Rinforzi dall’Argentina negli ospedali friulani grazie ai figli degli emigranti
Puntano a ritornare nella loro terra d’origine: 5 potrebbero già diventare operativi nei pronto soccorso

Dalla terra in cui i loro nonni e bisnonni erano emigrati - e in cui loro hanno studiato e si sono formati - alla terra d’origine dove tornare da medici.
Almeno in cinque dall’Argentina sarebbero già pronti a partire per entrare a far parte del personale degli ospedali dell’AsuFc.
Hanno conseguito la laurea in medicina e una delibera di giunta del Fvg sancisce che è ammesso ai cittadini non appartenenti all’Unione europea svolgere l’esercizio temporaneo, nel territorio nazionale, delle qualifiche professionali sanitarie e della qualifica di operatore socio-sanitario nel rispetto di alcuni determinati requisiti (essere titolare di un permesso di soggiorno che consenta di svolgere attività lavorativa, titolo di studio in un paese non appartenente all’Unione europea, con traduzione in italiano, iscrizione a un ordine o albo professionale del paese di provenienza con traduzione in italiano, dichiarazione rilasciata dall’autorità diplomatica o consolare italiana presente nello Stato dove è stato rilasciato il titolo, finalizzata a verificare che il titolo soddisfi le direttive Ue).
Per rendere effettivo questo progetto di collaborazione sono al lavoro il professore Franco Grossi (quale delegato dell’Universidad Nacional del Nordeste a Corrientes) e padre Carlo Serpelloni dei Servi di Maria, per 30 anni in Argentina.
Un progetto, questo, che nasce da tre presupposti principali: la mancanza di medici in Fvg, la grande emigrazione friulana in Argentina e il desiderio di molti nipoti e pronipoti di friulani emigrati di rientrare in Friuli a causa del collasso economico del Paese.
«Nell’ottica di sopperire alla grande carenza di medici da parte del servizio sanitario nazionale italiano – riferisce Grossi – abbiamo cercato di favorire l’immigrazione di ritorno dall’Argentina al nostro Paese, di studenti dell’ultimo anno di medicina, provenienti da famiglie originarie del Nord Est Italia.
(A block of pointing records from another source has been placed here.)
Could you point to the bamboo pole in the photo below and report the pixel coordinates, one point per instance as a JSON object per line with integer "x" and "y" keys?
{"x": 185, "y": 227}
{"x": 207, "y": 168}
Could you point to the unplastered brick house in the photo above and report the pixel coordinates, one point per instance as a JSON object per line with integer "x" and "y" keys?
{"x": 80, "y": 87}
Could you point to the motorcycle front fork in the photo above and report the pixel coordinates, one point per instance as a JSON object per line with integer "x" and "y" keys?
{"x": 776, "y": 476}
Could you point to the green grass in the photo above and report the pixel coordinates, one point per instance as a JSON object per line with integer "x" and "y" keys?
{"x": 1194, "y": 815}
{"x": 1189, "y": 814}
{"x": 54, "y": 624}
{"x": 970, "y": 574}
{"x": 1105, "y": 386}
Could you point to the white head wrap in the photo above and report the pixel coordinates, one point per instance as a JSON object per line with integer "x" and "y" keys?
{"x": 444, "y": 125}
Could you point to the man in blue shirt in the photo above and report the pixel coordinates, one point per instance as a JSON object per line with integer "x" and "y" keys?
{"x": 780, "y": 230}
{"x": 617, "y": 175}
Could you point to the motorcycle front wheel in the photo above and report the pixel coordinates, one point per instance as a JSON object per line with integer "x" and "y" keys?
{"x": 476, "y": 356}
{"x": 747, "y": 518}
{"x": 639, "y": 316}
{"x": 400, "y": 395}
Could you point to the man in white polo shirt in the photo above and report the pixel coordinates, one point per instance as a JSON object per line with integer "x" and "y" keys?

E così siamo partiti dall’accordo sottoscritto con l’ospedale universitario di Trieste, che ha firmato la convenzione riguardante l’accoglimento di tirocinanti laureandi, con la Facoltà di Medicina della Universidad Nacional del Nordeste in Argentina».
Un’operazione, dunque, di immigrazione di ritorno «resa possibile – prosegue Grossi – grazie ai frati dell’Ordine dei Servi di Maria i quali, proprio nel Nord Est dell’Argentina, gestiscono parrocchie e scuole private paritarie e che sono, quindi, a stretto contatto con la popolazione locale e consci che questo Paese, sta per giungere al collasso economico».
Così si è partiti con i tirocini. Già nei primi giorni di settembre 2021, alcuni studenti argentini, di origine italiana, dell’ultimo anno di medicina hanno iniziato il loro percorso formativo all’ospedale universitario di Trieste. L’obiettivo, ora, è quello di fare il passo successivo.
«Si potrebbe assumere, con contratto a tempo determinato, medici argentini di origine friulana e giuliana – afferma –: almeno in cinque, si sono dichiarati propensi ad operare in regione e potrebbero diventare immediatamente operativi, penso sopratutto nel pronto soccorso dell’ospedale di Udine».
Attraverso questa operazione di rientro in Italia di discendenti di emigrati italiani, dunque, «si andrebbero a compendiare due necessità: garantire agli studenti argentini una speranza per il loro futuro e rimpolpare il numero di medici italiani, dei quali c’è estrema necessità. Purtroppo siamo bloccati dalle lunghe tempistiche dei Consolati, il nostro appello è che si possano velocizzare per poter consentire l’arrivo dei nuovi medici in Friuli» dichiara il professore.
«Nel corso del 2023 inizieranno gli arrivi dei tirocinanti anche all’Università di Udine, grazie alla collaborazione con il professore Leonardo Sechi – riferisce Grossi –. Come mi ha confermato, l’Azienda sanitaria universitaria del Friuli centrale intende aprire un avviso pubblico volto a individuare dei professionisti da adibire ai pronti soccorsi aziendali, prevedendo la possibilità che anche i cittadini non appartenenti all’Ue possano partecipare, qualora in possesso dei suddetti requisiti per poter esercitare in Italia, che gli uffici dovranno verificare prima di conferire l’eventuale incarico».